On the heels of recovery from the 2008 flood that closed the hospital for five months, Columbus Regional Health continued to benchmark in the areas of quality, service and innovation with national recognitions and awards ranging from the American Hospital Association’s Quest for Quality Prize, Becker's Hospital Review “100 Great Community Hospitals” and US News & World Report

Columbus Regional Hospital began to further expand to a health system comprised of specialty services, physician practices, wellness services and community outreach programs. To better reflect this growth and deliberate focus on Columbus Regional Hospital and its role in the continuum of health care services offered to area residents, the organization introduced the (name of Columbus Regional Health in 2011. A new vision statement emerged for Columbus Regional Health in 2014 as the health system continued to evolve and innovate in new ways.  The vision statement is as follows:

“Our vision is to be your health and wellness partner for life.  We will achieve our vision by always: Caring for you and our community with compassion; Connecting you to the best health resources; and Excelling in all we do.”
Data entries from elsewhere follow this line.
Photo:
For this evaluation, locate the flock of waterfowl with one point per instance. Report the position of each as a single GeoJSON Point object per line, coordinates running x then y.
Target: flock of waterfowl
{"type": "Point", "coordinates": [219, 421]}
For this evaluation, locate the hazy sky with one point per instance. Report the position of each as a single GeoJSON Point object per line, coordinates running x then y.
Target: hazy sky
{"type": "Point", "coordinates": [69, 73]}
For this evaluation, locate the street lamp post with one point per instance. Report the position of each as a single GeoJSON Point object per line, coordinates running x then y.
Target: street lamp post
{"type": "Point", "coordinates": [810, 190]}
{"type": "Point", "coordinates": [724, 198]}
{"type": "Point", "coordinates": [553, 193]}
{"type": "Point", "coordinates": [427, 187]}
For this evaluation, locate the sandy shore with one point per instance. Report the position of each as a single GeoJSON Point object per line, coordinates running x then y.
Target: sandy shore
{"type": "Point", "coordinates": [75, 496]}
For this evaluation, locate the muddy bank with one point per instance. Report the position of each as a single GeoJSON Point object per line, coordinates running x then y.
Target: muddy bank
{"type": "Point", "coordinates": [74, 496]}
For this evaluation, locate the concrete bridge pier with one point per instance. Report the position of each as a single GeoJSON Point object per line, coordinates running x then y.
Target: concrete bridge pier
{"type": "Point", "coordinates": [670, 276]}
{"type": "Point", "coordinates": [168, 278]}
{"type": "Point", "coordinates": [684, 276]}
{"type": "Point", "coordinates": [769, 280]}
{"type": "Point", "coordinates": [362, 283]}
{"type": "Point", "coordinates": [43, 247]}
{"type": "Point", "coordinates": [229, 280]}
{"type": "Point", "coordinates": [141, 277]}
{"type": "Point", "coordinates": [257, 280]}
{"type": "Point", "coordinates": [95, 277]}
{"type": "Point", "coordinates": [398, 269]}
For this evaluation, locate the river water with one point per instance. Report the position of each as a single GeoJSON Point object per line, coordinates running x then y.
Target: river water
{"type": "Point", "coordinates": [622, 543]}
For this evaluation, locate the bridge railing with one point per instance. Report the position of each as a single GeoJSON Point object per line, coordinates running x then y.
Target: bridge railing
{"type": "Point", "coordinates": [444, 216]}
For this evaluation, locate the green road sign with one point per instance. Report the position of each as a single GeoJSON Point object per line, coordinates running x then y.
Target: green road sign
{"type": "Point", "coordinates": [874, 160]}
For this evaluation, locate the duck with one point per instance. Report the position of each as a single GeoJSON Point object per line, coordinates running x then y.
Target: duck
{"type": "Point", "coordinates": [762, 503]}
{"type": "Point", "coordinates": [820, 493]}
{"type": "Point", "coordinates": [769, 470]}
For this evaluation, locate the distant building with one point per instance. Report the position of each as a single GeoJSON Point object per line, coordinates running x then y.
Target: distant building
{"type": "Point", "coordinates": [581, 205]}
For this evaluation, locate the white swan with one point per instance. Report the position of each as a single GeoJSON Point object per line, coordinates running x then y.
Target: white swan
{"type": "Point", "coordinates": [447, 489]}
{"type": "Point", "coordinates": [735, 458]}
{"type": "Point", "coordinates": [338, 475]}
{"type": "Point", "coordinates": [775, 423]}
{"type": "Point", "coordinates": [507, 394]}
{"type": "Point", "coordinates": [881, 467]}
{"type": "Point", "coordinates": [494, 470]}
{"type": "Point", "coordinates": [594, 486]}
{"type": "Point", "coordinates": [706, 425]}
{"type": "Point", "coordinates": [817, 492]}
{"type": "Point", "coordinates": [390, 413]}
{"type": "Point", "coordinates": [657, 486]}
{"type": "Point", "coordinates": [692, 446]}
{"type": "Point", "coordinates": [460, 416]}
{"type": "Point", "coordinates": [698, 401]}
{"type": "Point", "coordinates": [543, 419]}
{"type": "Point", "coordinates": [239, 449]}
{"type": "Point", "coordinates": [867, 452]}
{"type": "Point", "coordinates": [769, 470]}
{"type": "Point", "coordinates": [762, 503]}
Healthcare services continue to expand under the leadership of Jim Bickel with the building of an all-new Emergency Department, expansion of our Cancer Center, new physicians, specialties and practices joining the health system to further facilitate an integrated health network.

“We also maintain a steady focus on not only outpatient services and chronic disease management, but that continuum of care and how we help patients navigate the health care system,” said Bickel. “We do this in a variety of ways with facilities such as our innovative WellConnect, which is a physical presence that provides community and healthcare connections and a forum for education and outreach, but also through programing such as our Wellness department and strategic partnerships with our affiliates such as OurHospice of South Central Indiana.”

 In addition to the hospital campus, Columbus Regional Health now consists of more than 25 specialty and primary care physician practices under the umbrella of Columbus Regional Health Physicians.

Under the current complement of leadership, the health system has also seen a reinvigorated focus on community outreach.

On the precipice of the next 100 years, Columbus Regional Health continues to position itself for further strategic growth that will not only meet the needs of the community and surrounding areas, but provide state-of-the-art, innovative healthcare options and healthy lifestyle services.